I’d like to use a Spark to display info from an API (weather, popular Twitter hashtags, exercise amount from Moves) by moving a servo, flashing an LED, or showing something on a display. The hardware part I get, but what do I need to learn on the software side to do this? I’ve heard the following mentioned:
Node.js
Curl
Python/PHP/Perl
Webhooks
I get the impression I don’t need all of the above, just some combo of the above, and not necessarily an expert understanding either. I still don’t know where to start though, and what tutorials are relevant and useful.
Could someone point me in the right direction and/or explain what each bit does in a general overall sense? Would be much appreciated, am a bit stuck now.
Lack of https client is a big limitation (and surprise to me!) I was really excited about having a wifi-enabled devboard, but you can’t do much without https.
I don’t fancy the lack of security of using a 3rd party proxy and don’t really want to have to use my computer (e.g. raspberry pi) as a dependency of the spark, it kind of defeats the purpose. that’s what i do with my arduino, i didn’t expect it from the sparkcore.

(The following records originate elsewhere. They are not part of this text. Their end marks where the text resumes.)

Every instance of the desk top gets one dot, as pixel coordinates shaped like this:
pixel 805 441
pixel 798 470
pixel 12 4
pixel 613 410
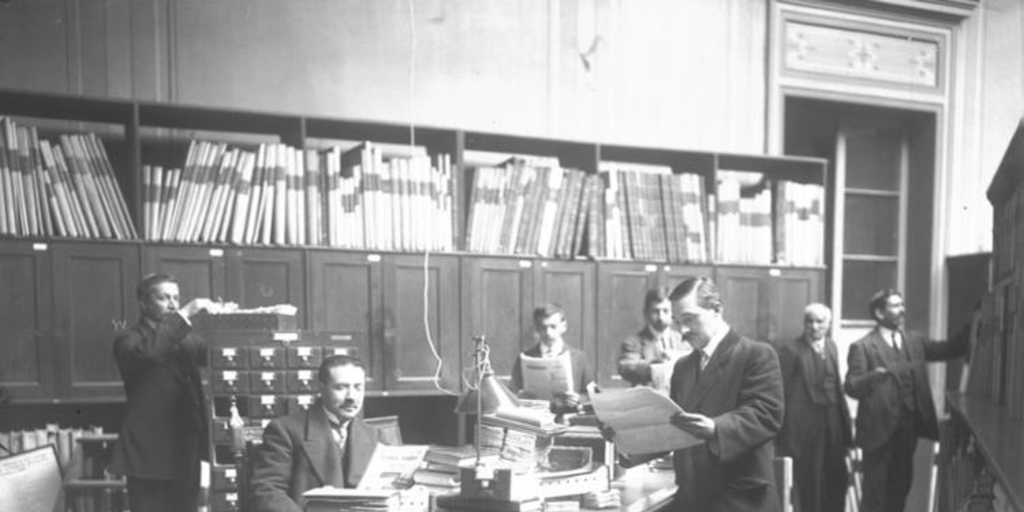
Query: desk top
pixel 999 438
pixel 642 489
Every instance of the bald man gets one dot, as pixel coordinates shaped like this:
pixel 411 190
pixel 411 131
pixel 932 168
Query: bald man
pixel 816 427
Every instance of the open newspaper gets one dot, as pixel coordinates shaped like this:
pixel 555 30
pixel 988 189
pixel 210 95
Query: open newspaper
pixel 640 418
pixel 545 377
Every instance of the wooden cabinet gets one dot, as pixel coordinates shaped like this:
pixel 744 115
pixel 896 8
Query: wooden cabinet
pixel 498 303
pixel 200 270
pixel 345 298
pixel 26 316
pixel 93 298
pixel 410 363
pixel 267 276
pixel 621 291
pixel 767 303
pixel 251 276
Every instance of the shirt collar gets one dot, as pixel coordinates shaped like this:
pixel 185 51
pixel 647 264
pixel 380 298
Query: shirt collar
pixel 714 343
pixel 556 348
pixel 333 418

so essentially all you can do is read unauthenticated content from the web e.g. an rss feed, not use any api’s e.g. oauth2 and not publish content e.g. send a tweet.
what are people doing to get around this or is everyone just using Spark.publish() and then curl’ing from a server?

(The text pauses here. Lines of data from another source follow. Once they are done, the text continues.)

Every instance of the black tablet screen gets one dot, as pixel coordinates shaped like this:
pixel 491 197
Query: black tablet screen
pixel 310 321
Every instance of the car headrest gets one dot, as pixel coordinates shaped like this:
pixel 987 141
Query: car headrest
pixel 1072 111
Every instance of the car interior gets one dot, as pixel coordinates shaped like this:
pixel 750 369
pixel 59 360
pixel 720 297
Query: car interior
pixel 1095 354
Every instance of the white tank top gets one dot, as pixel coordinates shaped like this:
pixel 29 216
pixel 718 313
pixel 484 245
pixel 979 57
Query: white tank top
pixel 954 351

I think a lot of us are waiting for the feature the Spark team is calling “webhooks” where the Spark cloud acts as the proxy for https transaction on the Internet. Since the only secure connection to/from the core to the Internet is to the Spark cloud, this make a lot of sense. The idea is that you define an action to be taken by the cloud server when your core does a Spark.publish() or an action to be taken on the core via Spark.function() or variable() when another host hits an API on the Spark cloud server. The security implications here are important, so the team wants to get it right.

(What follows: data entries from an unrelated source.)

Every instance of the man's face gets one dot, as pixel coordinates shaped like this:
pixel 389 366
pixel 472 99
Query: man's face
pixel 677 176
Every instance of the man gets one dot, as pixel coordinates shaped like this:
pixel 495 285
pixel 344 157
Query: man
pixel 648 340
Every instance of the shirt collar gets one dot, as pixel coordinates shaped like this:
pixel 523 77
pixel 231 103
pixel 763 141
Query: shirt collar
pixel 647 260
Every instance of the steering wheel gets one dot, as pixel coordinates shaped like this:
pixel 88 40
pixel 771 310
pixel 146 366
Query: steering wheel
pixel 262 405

The problem with https is not the crypto for the link per se since the Spark cloud connection is AES encrypted. The problem is the certificate management and checking with the small resources available. There would be no RAM left if even one certificate had to be stored and checked on the core in my estimation.
If you don’t like the idea of the Spark cloud being your proxy, the team has committed to providing a Spark cloud you can run on your own server instead so you control it.
There are a lot people building services around Spark.variable() like the atomiot.com service that @kareem613 started. Folks have also figured out how to use Google apps to pull data from Spark.variable() into a Google Docs spreadsheet. Lots of stuff can be done with heroku.com too. I have put together a bunch of tutorials on how to use the Spark cloud API from javascript in a browser, which makes sense if you don’t put your access_token out on the net. I use these html/javascript webpages on my computers and phone via a service like Dropbox, where I can load up a private web page and see and control my cores.
So look around: people are doing cool stuff and have found ways to not be limited by the lack of http until the webhooks feature is fully baked!
i’ve just knocked up a tcp server in python which runs on my raspberry pi and tweets whatever input it gets on the lan from the spark. its not great but its more secure than using an api proxy service, i’m no cloud fan.
i could probably tweak it to scrape pages and send stuff back to the spark too, i just didn’t expect to have to do that, i assumed an arm would have the grunt to handle ssl, but its the ram that’s lacking i guess.
so to a degree the spark is not much better than an arduino with wifi/ethernet shield or radio module, it still needs a real pc to do its grunt work.
This is sort-of true in your use case because you don't want to use the Spark cloud. With the Spark cloud, it is much more powerful. Spark still has more RAM, even though folks are running out, and runs at a much higher clock rate, is physically smaller, can be lower power, etc. I don't have to have another computer scrape web pages for my Spark, I can do it all on the core.
The great thing is that you get to decide! Don't like the cloud? Don't use it.
not if the page uses https, you still need the pc to do it for you, and lets face it, in 2014 anything useful is on https
i'm not so much against using the spark cloud if they get the security right, i certainly don't want to use some random 3rd party cloud service though.